Don Burgio a Monza: educatori nelle scuole per intercettare il malessere

Il cappellano del carcere minorile Beccaria a Triante per parlare a famiglie, insegnanti e agli stessi ragazzi.
L'incontro con don Burgio a Monza
L’incontro con don Burgio a Monza Fabrizio Radaelli

«Sono passato dalla direzione della Cappella musicale del duomo di Milano alla trap. Mi costa fatica, uno sforzo incredibile capire cosa c’è dietro quei testi così urlati, ma ho deciso di non censurare nemmeno le frasi più dure e di lasciarmi interrogare dai loro modi scorretti». Don Claudio Burgio, cappellano del carcere minorile Beccaria e ideatore della comunità Kaiyos, è stato ospite martedì 14 gennaio al teatro di Triante, invitato dall’istituto comprensivo Don Milani e dalla consulta di quartiere.

Ad ascoltarlo una platea di educatori, insegnanti, genitori e tanti ragazzi, molti coetanei dei suoi ragazzi, i cinquanta adolescenti provenienti dal penale minorile con cui vive nella comunità di Vimodrone. Spesso è la musica, quella scorretta e violenta della trap, la chiave che permette di entrare in contatto con loro. E così negli anni don Burgio ha assistito alla nascita di fenomeni diventati virali tra i giovanissimi: da Baby Gang a Simba La Rue e Sacky, che proprio a Kayros ha dedicato uno dei suoi testi.

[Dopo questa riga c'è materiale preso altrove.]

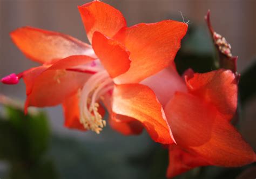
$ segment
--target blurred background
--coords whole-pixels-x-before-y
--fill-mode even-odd
[[[204,18],[207,10],[210,9],[214,30],[226,37],[232,45],[233,55],[239,57],[238,71],[242,73],[242,74],[247,75],[244,77],[249,77],[242,81],[245,82],[242,84],[244,88],[250,88],[251,91],[249,92],[244,91],[243,94],[254,94],[256,84],[255,74],[247,72],[248,69],[252,69],[255,66],[256,1],[103,1],[122,12],[129,26],[140,22],[156,22],[166,19],[183,21],[180,12],[182,12],[184,20],[190,21],[188,33],[183,40],[182,49],[177,55],[177,59],[184,62],[179,65],[180,72],[187,67],[192,67],[199,72],[210,71],[213,68],[212,62],[214,57],[213,46]],[[12,43],[9,33],[17,27],[25,25],[32,26],[68,34],[88,42],[77,8],[78,5],[88,2],[89,1],[86,0],[0,0],[0,77],[12,72],[18,73],[38,65],[37,63],[26,59]],[[25,86],[22,81],[15,86],[1,84],[0,93],[23,101],[25,99]],[[241,102],[239,107],[240,118],[238,127],[255,151],[256,98],[253,95],[246,95],[242,99]],[[17,113],[21,118],[29,118],[23,116],[18,109],[10,107],[6,109],[3,106],[1,109],[1,114],[3,116],[1,118],[15,118],[11,115],[8,115],[10,113]],[[49,178],[165,178],[167,164],[167,151],[160,145],[154,143],[146,133],[144,132],[142,135],[137,136],[126,137],[108,127],[103,130],[100,135],[90,132],[82,133],[69,130],[63,127],[62,111],[59,106],[45,108],[43,111],[44,114],[47,114],[39,112],[39,114],[37,114],[35,116],[31,116],[44,119],[41,120],[43,122],[31,125],[31,126],[35,125],[36,128],[43,128],[41,130],[43,134],[37,136],[36,134],[28,134],[24,131],[17,132],[18,136],[22,136],[19,138],[19,141],[24,140],[29,143],[30,140],[33,138],[33,141],[37,142],[35,142],[36,146],[42,142],[45,143],[44,149],[38,150],[41,151],[38,152],[40,154],[38,154],[40,157],[24,155],[22,158],[23,159],[18,160],[19,162],[17,162],[21,163],[20,161],[25,160],[24,159],[32,157],[33,162],[41,163],[38,165],[38,168],[32,170],[36,171],[35,173],[37,171],[42,174],[44,173],[42,171],[46,171],[45,173],[52,175],[44,177]],[[45,123],[42,124],[40,122]],[[0,131],[1,127],[8,128],[5,125],[0,125]],[[21,123],[19,125],[18,128],[22,128],[25,125]],[[44,128],[41,127],[42,125],[45,126]],[[15,129],[13,130],[16,131]],[[3,136],[8,136],[9,133],[4,132],[2,137],[4,138]],[[34,132],[31,132],[31,134],[34,134]],[[2,137],[0,136],[0,140]],[[12,137],[16,139],[14,136]],[[14,140],[16,141],[17,139]],[[14,143],[17,144],[17,142]],[[2,144],[5,144],[5,143],[2,142]],[[23,147],[18,145],[17,149],[22,147],[21,150],[25,150]],[[9,150],[6,152],[9,155],[14,156],[10,154]],[[0,156],[3,155],[0,154]],[[22,178],[22,175],[18,175],[19,172],[25,173],[31,171],[30,169],[27,171],[22,167],[17,167],[24,166],[22,162],[19,165],[14,162],[10,162],[9,158],[2,159],[0,161],[1,179],[15,178],[16,176],[10,175],[10,171],[17,174],[18,177],[17,178]],[[43,161],[41,161],[42,160]],[[242,172],[247,168],[250,169],[251,167],[239,169],[207,168],[200,171],[193,170],[186,174],[190,175],[184,175],[179,178],[204,178],[204,176],[207,176],[207,178],[234,178],[235,177],[245,178],[244,175],[244,175]],[[211,171],[211,174],[209,174],[209,171]],[[251,173],[253,173],[253,177],[251,178],[254,178],[256,176],[255,169],[252,171]],[[29,175],[33,174],[24,175],[23,178],[26,178]]]

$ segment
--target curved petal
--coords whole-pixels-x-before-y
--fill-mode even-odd
[[[85,64],[93,59],[87,56],[71,56],[49,67],[43,66],[25,72],[23,78],[26,87],[25,109],[30,106],[45,107],[58,105],[76,92],[90,74],[65,69]]]
[[[194,73],[193,77],[185,78],[191,93],[213,104],[227,120],[232,119],[237,111],[238,85],[231,71]]]
[[[165,112],[177,144],[211,164],[238,167],[255,161],[252,148],[211,104],[177,92]]]
[[[125,135],[140,134],[143,130],[143,126],[140,122],[122,115],[112,114],[109,122],[113,129]]]
[[[169,164],[166,177],[171,178],[197,167],[209,165],[204,159],[191,154],[176,144],[169,146]]]
[[[135,119],[113,112],[112,94],[106,93],[102,98],[102,101],[109,112],[109,123],[110,127],[125,135],[140,134],[143,130],[143,126],[140,122]]]
[[[130,52],[117,40],[95,32],[92,38],[92,47],[111,78],[125,73],[130,68]]]
[[[187,24],[174,20],[123,28],[114,38],[131,52],[132,61],[128,71],[115,82],[138,82],[168,66],[180,47],[180,40],[187,29]]]
[[[65,127],[86,130],[79,121],[79,97],[77,93],[65,99],[62,104],[62,107],[65,116]]]
[[[172,98],[175,92],[185,92],[187,91],[184,80],[172,66],[146,78],[140,83],[151,88],[164,107]]]
[[[62,107],[65,116],[65,127],[81,130],[86,130],[83,125],[80,122],[80,111],[79,111],[79,91],[75,93],[73,95],[66,98]],[[98,112],[102,116],[105,115],[105,110],[102,105],[99,105]]]
[[[73,55],[95,57],[90,45],[60,33],[26,26],[12,31],[10,36],[28,58],[41,63]]]
[[[140,121],[157,142],[173,142],[162,106],[149,87],[140,84],[116,85],[113,98],[114,113]]]
[[[119,30],[126,26],[122,13],[102,2],[92,2],[78,6],[87,37],[90,42],[94,32],[112,37]]]

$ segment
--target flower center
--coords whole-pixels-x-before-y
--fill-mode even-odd
[[[98,112],[97,101],[105,93],[113,89],[113,80],[105,70],[93,74],[84,85],[80,101],[80,122],[85,128],[99,134],[106,121]]]

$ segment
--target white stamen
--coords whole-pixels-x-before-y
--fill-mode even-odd
[[[106,125],[98,112],[99,105],[96,101],[113,86],[113,80],[105,70],[93,74],[84,85],[81,92],[80,122],[86,129],[99,134]]]

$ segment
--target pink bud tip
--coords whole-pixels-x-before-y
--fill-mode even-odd
[[[15,73],[11,73],[3,78],[1,82],[8,85],[15,85],[19,82],[19,78]]]

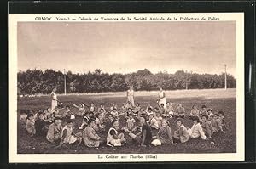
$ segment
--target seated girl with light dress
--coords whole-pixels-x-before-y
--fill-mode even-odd
[[[206,139],[206,134],[200,124],[200,120],[198,116],[193,118],[193,126],[191,128],[188,129],[189,135],[191,138],[201,138],[201,139]]]
[[[58,143],[61,138],[61,120],[60,117],[56,116],[54,119],[54,122],[49,127],[46,139],[50,143]]]
[[[180,142],[182,144],[189,141],[189,135],[186,127],[183,125],[183,119],[177,118],[176,120],[176,123],[178,129],[177,131],[175,131],[173,134],[173,138],[175,139],[175,141]]]
[[[119,122],[113,120],[112,122],[112,127],[109,128],[107,135],[106,144],[111,147],[122,146],[126,143],[124,133],[119,133]]]
[[[89,107],[88,105],[86,105],[84,103],[81,103],[79,104],[79,106],[74,104],[71,104],[73,107],[77,108],[79,110],[79,111],[76,112],[76,115],[79,116],[83,116],[85,114],[85,106]]]
[[[170,127],[170,123],[167,120],[163,120],[161,127],[157,132],[156,139],[152,141],[152,144],[154,146],[161,144],[173,144],[173,139],[172,136],[172,130]]]
[[[68,120],[67,121],[67,125],[62,128],[61,131],[60,146],[61,146],[62,144],[74,144],[75,142],[79,142],[80,144],[81,141],[82,141],[82,133],[78,132],[76,134],[73,134],[73,121],[71,120]]]
[[[103,143],[103,139],[96,132],[94,129],[95,120],[90,119],[88,126],[83,131],[83,141],[87,147],[99,147]]]

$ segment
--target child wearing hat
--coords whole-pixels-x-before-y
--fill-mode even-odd
[[[177,131],[174,132],[173,138],[180,143],[185,143],[189,140],[189,135],[186,127],[183,125],[183,119],[177,118],[176,120]]]
[[[207,137],[200,124],[199,117],[195,116],[193,118],[193,126],[188,130],[189,135],[191,138],[196,138],[201,137],[202,139],[206,139]]]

Don Burgio a Monza: i problemi delle carceri minorili

«Molti dei ragazzi che entrano in carcere sono figli della seconda generazione. Per loro la vita inizia già diversa da quella dei loro coetanei, è inutile negarlo. Come possono pensare che lo Stato, la scuola possa aiutarli se poi vengono sbattuti in carcere. O la legge diventa un rinforzo per le nostre azioni o non ha senso ed è solo punitiva. Il carcere minorile – ha aggiunto – soffre di sovraffollamento come quello degli adulti. Il momento è difficile (dello scorso agosto è la rivolta scoppiata all’interno del Beccaria, nda) ma è inutile cercare solo le colpe, occorre responsabilizzarsi tutti, essere comunità».

Don Burgio a Monza: cosa sfugge a insegnanti e genitori

L'incontro con don Burgio a Monza
L’incontro con don Burgio a Monza

Poi però quando a finire in galera sono i ragazzi “normali”, quelli di buona famiglia, quelli che all’apparenza hanno tutto, senza problemi e pensieri, allora ci si accorge all’improvviso che il dolore e il senso di inadeguatezza è qualcosa di comune tra i giovanissimi. Il pensiero corre al diciassettenne di Paderno Dugnano che lo scorso agosto ha ucciso i genitori e il fratello. «Appena è entrato in carcere mi ha chiesto di confessarlo. Accanto a lui ora ci sono il nonno e la zia. Adesso si trova a Firenze e sta cercando di ricostruire quello che è successo. Sono ragazzi che non riescono a verbalizzare le loro angosce che covano in anni di dolore. Per questo è fondamentale che educatori formati entrino nelle classi per intercettare questi malesseri che spesso sfuggono alle famiglie e agli insegnanti. Guardare al proprio fallimento – ha spiegato – è un passaggio fondamentale, scavare a fondo del significato di quanto si è fatto per poi però andare oltre, senza mai scordare la propria colpa ma coltivando un senso di speranza. I ragazzi che vedo in carcere e in comunità sono spaesati, vagano senza più riferimenti, senza codici etici. Non c’è più famiglia, scuola, Stato o Chiesa, sono disillusi. Nomadi che sembrano non avere alcuno scopo. E allora si perdono. Occorre porre a loro domande che attivano la coscienza, e armarsi di tanta pazienza, senza un bisogno immediato di risposte – è stata la conclusione – Guardo questi ragazzi come dei talenti che devono trovare il modo per esprimersi, e loro in questi anni mi hanno insegnato a leggere il Vangelo in modo più reale».